Od momentu ostatniej aktywności Czarnego Pana minęło kilka dni. Każda gazeta, na czele z „Prorokiem Codziennym" pisała o tym, że Czarny Pan ponownie wrócił, a Złoty Chłopiec zniknął. Nikt nie był poinformowany o tym gdzie przebywał i z jakiego powodu nie ma go w Hogwarcie. Wiele ludzi oskarżało go o pozostawienie ich bez jakiejkolwiek pomocy. Zaczęły się masowe poszukiwania Chłopca Który Przeżył i nikt nie słuchał zapewnień Dumbledora, że Harry wcale nie uciekł i pojawi się w momencie w którym będzie to najodpowiedniejsze.

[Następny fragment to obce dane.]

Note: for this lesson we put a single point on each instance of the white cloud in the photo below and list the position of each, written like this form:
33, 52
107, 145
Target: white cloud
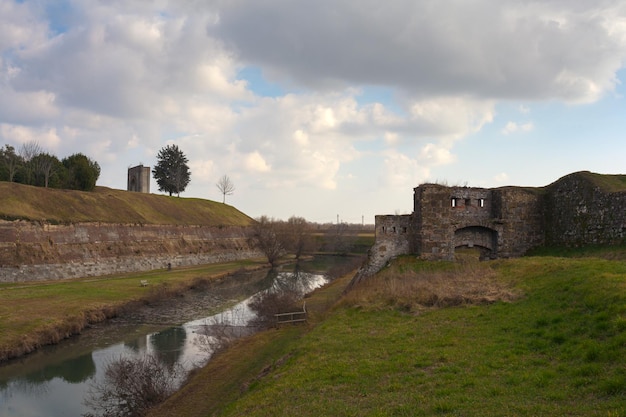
501, 178
433, 155
513, 127
506, 49
118, 80
401, 172
256, 163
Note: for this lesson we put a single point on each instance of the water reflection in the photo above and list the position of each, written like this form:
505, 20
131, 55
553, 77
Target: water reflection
169, 344
58, 388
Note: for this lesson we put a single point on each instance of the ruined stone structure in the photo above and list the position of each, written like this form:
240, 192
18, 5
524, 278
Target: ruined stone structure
581, 208
139, 179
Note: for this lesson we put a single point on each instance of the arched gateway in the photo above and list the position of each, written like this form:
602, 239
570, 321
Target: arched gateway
483, 238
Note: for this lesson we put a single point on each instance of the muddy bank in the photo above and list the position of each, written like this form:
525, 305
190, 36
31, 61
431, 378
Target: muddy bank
162, 305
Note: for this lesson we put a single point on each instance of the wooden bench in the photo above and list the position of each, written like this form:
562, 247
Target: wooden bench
292, 317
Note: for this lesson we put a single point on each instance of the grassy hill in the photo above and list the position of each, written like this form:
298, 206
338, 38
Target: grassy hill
607, 183
112, 206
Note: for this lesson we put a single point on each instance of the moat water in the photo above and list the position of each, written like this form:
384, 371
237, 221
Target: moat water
56, 380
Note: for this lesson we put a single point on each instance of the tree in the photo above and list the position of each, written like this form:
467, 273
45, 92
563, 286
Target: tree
295, 236
226, 187
28, 151
265, 236
131, 386
43, 166
171, 172
82, 172
10, 162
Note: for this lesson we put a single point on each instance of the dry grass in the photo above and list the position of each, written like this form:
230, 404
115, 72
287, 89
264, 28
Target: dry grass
413, 290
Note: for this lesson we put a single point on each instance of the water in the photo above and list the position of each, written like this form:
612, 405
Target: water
55, 381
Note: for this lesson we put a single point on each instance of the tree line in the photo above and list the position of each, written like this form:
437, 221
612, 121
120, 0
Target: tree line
31, 165
296, 237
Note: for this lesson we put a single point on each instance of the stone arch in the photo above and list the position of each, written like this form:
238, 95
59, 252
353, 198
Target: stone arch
484, 238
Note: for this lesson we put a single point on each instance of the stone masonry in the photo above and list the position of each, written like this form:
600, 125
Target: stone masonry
501, 222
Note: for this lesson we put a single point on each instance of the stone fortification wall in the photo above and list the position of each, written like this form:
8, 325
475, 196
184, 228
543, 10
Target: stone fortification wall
501, 222
578, 212
40, 251
518, 214
505, 222
393, 238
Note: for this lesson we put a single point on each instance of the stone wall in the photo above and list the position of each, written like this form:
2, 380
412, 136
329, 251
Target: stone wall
393, 238
578, 212
518, 214
40, 251
504, 222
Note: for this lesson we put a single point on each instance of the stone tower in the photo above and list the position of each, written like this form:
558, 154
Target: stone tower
139, 179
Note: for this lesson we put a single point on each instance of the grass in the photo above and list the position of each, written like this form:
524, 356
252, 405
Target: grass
23, 202
549, 340
33, 314
608, 183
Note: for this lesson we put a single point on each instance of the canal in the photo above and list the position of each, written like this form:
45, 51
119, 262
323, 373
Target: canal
56, 380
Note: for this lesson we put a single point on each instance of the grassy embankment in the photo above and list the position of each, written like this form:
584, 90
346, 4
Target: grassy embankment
39, 313
524, 337
107, 205
34, 314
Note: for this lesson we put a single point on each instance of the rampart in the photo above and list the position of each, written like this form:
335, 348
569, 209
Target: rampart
32, 251
578, 209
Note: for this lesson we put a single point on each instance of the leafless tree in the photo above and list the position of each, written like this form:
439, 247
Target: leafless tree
296, 236
28, 151
340, 238
42, 165
11, 160
226, 187
131, 386
265, 237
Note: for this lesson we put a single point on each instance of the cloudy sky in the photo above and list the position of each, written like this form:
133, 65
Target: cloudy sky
323, 109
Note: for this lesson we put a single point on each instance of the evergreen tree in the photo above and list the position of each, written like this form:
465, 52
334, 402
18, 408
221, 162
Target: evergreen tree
171, 172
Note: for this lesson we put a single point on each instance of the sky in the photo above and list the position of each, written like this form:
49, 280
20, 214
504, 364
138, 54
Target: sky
331, 110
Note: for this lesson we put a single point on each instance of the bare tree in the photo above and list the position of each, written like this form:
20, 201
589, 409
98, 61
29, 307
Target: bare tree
11, 161
296, 236
265, 236
131, 386
226, 187
28, 151
43, 165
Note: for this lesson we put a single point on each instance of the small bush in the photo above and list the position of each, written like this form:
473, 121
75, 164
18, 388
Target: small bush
131, 386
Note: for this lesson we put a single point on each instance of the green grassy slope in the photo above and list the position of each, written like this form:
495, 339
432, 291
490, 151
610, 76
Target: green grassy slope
554, 345
112, 206
608, 183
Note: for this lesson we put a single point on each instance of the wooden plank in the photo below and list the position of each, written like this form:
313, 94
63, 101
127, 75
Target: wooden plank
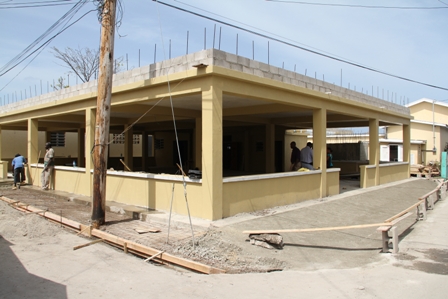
88, 244
142, 230
122, 162
404, 211
37, 212
151, 251
384, 228
395, 221
155, 255
130, 245
316, 229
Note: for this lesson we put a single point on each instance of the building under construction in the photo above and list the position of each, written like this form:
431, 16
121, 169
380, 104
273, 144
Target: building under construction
224, 115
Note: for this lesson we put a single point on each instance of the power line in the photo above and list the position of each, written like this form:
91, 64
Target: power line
360, 6
35, 4
303, 48
24, 54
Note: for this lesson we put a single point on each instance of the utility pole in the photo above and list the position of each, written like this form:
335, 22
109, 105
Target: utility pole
101, 148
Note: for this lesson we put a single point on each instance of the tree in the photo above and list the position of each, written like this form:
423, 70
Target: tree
83, 62
59, 85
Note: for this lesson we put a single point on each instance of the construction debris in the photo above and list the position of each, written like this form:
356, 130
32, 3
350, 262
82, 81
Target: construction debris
429, 170
143, 230
269, 241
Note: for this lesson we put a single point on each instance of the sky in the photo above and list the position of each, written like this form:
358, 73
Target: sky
390, 38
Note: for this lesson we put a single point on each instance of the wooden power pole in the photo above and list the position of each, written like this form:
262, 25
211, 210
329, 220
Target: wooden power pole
101, 148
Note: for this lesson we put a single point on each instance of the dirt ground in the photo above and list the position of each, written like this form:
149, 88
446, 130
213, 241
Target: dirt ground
38, 261
211, 246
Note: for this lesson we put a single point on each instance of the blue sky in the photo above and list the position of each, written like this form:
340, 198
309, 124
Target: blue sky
409, 43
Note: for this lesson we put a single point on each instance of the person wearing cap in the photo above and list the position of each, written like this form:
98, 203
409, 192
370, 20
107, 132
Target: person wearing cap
17, 166
48, 166
306, 156
295, 157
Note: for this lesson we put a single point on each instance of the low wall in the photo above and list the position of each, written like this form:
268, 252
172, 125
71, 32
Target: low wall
388, 173
157, 192
258, 192
392, 172
349, 167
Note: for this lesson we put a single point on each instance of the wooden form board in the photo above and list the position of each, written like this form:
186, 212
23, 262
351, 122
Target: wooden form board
316, 229
139, 249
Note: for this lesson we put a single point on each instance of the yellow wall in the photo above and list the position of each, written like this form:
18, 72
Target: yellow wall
393, 172
388, 173
254, 195
367, 176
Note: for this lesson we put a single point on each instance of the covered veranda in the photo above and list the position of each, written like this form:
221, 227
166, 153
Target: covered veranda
227, 116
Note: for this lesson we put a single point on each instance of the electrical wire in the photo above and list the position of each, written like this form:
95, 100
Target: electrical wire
177, 139
61, 22
44, 44
303, 48
360, 6
35, 4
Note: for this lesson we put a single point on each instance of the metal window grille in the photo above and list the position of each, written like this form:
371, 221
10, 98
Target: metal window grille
57, 139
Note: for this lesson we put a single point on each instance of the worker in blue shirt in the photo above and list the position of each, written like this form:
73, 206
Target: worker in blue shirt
17, 167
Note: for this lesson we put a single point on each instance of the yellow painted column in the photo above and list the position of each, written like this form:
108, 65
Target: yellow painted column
374, 148
33, 142
89, 138
145, 150
320, 146
33, 151
270, 148
0, 142
198, 143
129, 147
212, 187
81, 145
407, 145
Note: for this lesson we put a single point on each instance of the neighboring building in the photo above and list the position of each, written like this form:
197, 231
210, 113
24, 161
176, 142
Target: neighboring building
232, 117
429, 133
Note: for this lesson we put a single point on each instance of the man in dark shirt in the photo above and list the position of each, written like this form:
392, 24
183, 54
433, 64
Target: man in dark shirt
295, 157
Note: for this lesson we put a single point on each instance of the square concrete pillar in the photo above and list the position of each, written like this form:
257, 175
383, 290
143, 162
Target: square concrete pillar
212, 186
320, 146
3, 169
374, 148
270, 148
129, 147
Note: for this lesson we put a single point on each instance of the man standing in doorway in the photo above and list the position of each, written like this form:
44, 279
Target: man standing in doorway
295, 157
17, 166
306, 156
48, 166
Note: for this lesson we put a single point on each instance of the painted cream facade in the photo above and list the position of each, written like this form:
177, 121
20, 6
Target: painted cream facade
429, 131
231, 116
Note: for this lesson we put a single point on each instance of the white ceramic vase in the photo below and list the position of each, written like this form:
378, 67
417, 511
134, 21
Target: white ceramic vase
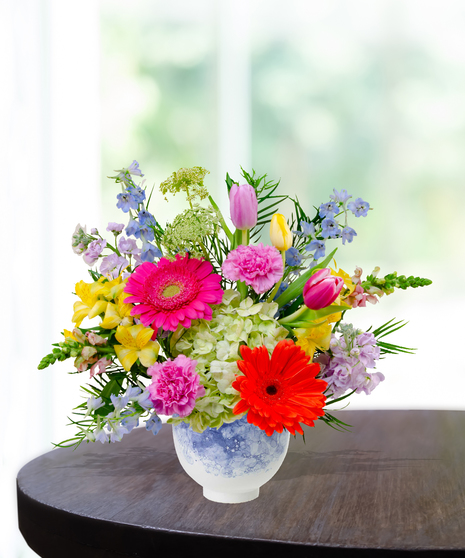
231, 462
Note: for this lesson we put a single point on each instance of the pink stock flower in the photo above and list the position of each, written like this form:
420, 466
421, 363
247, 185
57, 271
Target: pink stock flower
175, 386
243, 206
101, 364
173, 292
260, 266
322, 289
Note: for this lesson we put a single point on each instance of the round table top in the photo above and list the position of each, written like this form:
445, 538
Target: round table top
392, 485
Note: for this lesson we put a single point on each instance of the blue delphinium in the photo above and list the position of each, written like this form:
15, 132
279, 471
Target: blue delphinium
308, 229
328, 209
348, 234
293, 257
359, 207
329, 228
137, 192
126, 202
145, 232
132, 228
149, 252
146, 218
318, 246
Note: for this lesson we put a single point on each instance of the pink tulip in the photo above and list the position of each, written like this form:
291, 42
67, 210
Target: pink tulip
243, 206
322, 289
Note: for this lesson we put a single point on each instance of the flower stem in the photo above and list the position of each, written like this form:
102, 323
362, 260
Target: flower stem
278, 284
229, 234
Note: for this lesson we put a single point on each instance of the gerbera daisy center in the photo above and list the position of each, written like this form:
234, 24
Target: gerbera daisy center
170, 291
271, 390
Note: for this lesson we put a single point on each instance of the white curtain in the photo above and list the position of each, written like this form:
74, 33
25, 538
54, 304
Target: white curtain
49, 145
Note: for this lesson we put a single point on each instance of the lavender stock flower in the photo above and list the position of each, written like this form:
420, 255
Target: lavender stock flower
359, 207
318, 246
115, 227
113, 265
95, 248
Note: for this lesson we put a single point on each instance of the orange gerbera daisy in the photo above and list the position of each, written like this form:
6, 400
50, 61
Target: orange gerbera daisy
280, 392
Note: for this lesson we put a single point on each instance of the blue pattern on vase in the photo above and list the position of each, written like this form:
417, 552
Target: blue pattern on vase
234, 449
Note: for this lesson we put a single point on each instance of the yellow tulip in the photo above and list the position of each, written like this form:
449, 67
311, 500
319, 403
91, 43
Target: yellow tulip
136, 344
280, 233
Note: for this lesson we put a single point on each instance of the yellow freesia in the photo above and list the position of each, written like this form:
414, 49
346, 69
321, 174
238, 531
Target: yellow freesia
136, 344
280, 233
118, 314
312, 338
113, 289
90, 305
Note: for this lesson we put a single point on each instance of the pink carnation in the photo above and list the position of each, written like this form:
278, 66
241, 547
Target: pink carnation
175, 386
258, 266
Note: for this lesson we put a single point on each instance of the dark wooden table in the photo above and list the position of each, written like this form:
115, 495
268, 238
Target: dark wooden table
394, 486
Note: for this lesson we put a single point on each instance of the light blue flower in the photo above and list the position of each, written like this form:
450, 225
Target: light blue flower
308, 229
132, 228
146, 218
144, 400
329, 209
359, 207
153, 424
293, 257
130, 420
137, 192
145, 233
348, 234
319, 246
281, 289
329, 228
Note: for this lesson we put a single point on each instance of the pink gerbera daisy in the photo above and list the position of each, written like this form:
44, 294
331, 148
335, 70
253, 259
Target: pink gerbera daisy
173, 292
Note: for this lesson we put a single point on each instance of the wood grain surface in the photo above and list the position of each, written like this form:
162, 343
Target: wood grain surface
393, 486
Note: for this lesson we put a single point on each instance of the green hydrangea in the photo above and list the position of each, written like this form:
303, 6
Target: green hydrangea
189, 181
215, 346
188, 228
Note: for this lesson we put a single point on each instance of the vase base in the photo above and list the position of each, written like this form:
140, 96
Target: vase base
231, 497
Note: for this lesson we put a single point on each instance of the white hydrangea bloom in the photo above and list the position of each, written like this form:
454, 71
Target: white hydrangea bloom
215, 345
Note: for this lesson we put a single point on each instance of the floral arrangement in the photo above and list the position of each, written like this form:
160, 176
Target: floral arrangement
203, 323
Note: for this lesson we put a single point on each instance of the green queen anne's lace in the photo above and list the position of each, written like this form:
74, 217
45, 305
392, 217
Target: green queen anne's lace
215, 346
189, 181
189, 228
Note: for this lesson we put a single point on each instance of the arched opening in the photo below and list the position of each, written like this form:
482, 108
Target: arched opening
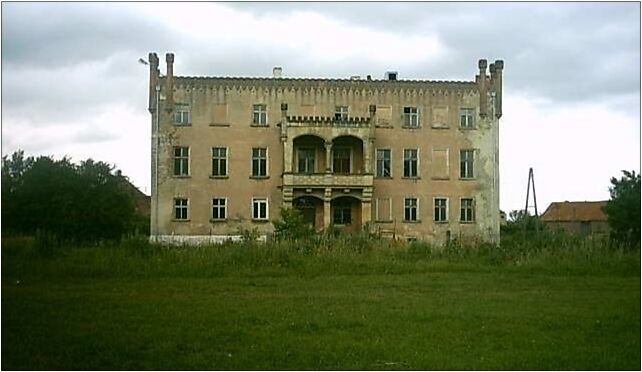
347, 155
346, 213
309, 154
311, 209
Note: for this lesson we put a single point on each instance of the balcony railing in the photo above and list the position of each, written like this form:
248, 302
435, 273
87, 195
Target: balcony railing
327, 180
327, 121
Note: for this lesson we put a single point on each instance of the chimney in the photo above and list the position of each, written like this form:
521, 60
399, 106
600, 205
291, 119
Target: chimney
391, 75
497, 85
483, 89
169, 82
153, 80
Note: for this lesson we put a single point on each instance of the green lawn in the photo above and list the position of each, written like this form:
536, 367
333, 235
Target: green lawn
423, 315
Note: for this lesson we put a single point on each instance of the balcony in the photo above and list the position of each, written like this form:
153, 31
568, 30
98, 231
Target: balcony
327, 127
327, 180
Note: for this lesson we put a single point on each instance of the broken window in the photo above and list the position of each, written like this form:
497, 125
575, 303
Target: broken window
259, 162
411, 117
467, 213
441, 210
410, 162
181, 114
180, 209
259, 116
259, 209
410, 209
467, 118
383, 163
341, 160
219, 161
466, 163
341, 112
181, 161
219, 208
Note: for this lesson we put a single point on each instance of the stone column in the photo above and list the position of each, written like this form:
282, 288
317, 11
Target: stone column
328, 157
327, 215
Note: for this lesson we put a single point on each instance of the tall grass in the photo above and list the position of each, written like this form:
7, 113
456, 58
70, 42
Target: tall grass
328, 254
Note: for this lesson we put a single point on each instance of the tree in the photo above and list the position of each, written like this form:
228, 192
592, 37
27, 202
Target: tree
78, 203
623, 210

Harry nie potrafił zrozumieć dlaczego nie może ujawnić się teraz, przecież powinien pokazać ludziom, że nie boi się Czarnego Pana i stanie w walce z nim. Prawda była taka, że się bał ale mimo wszystko chciał być wsparciem dla spanikowanych ludzi. Chciał utrzymać ich przy zdrowych zmysłach, choć sam je tracił. Gdyby nie Draco, już dawno by oszalał.
Spędzali ze sobą dużo czasu i nie zawsze się pieprzyli. Czasami po prostu brali razem prysznic i kładli się spać. Gdy obaj mieli paskudny dzień, siadali przy kominku i spędzali kilka chwil w ciszy, aż do momentu w którym Harry płakał z bezradności.
Cały czas miał ciężkie treningi, które miały go przygotować do ostatecznej walki ale był tylko dzieciakiem. Nie znał połowy zaklęć, które znali dorośli czarodzieje. Nie miał wprawy w pojedynkach i wiedział, że jest spisany na straty.
To zjadało go od środka. Wiedział, że zginie i miał nadzieję, że jego ofiara nie pójdzie na marne.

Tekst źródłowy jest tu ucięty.